Prosegue il tour europeo del primo ministro Enrico Letta che oggi a Bruxelles ha incontrato il presidente della Commissione Ue José Manuel Barroso.

“Ho confermato a Barroso l’intenzione di mantenere gli impegni assunti dal precedente governo alla Commissione” sul fronte dei conti pubblici ” e nelle prossime settimane presenteremo a Bruxelles”  il piano per rispettare tali impegni.

Il successo o il fallimento di questo governo dipende dalla capacità di superare “l’incubo” disoccupazione.  Enrico Letta, nel giorno delle celebrazioni per il primo maggio, ribadisce che crescita e lavoro sono le priorità del suo Esecutivo.  “Se noi non riusciamo su questo sono sicuro che non ce la faremo”, dice da Berlino, poco prima di volare a Parigi per siglare l’accordo che caratterizzerà la politica europea nei prossimi mesi: quello con Francois Hollande.

“Serve che l’Europa metta la stessa determinazione che ha avuto sul rigore di bilancio per rilanciare la crescita”, scandisce il capo dell’Eliseo. I concetti sono gli stessi espressi da Letta.  La calorosa stretta di mano con cui Hollande lo accoglie sui gradini del palazzo presidenziale, i complimenti per l’ottimo francese e la sintonia mostrata lascia intravedere per il futuro una collaborazione sempre più marcata con il premier francese.

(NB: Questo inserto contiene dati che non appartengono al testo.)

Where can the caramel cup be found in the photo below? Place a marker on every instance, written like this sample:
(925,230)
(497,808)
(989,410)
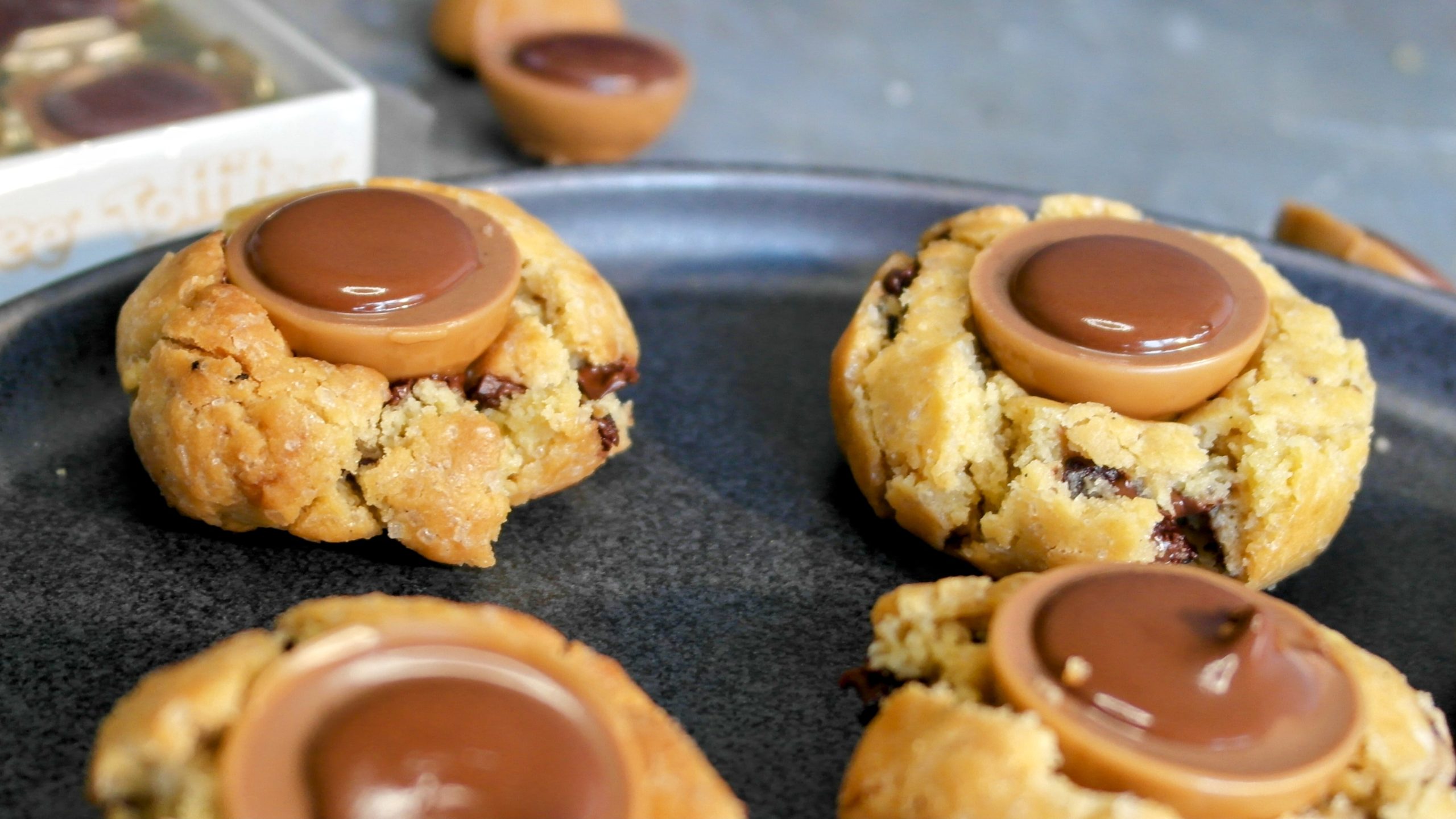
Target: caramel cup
(411,712)
(1226,779)
(456,24)
(94,101)
(1143,385)
(1324,232)
(432,333)
(567,123)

Letta è volato in serata a Bruxelles. Prima al presidente del Consiglio Ue Van Rompuy e, questa mattina, al presidente della Commissione Jose Manuel Barroso, ribadirà che il governo ha intenzione di mantenere gli impegni presi per uscire dalla procedura per deficit eccessivo, ma chiederà anche che “all’interno di quegli impegni” che il Paese abbia “più margini di manovra”.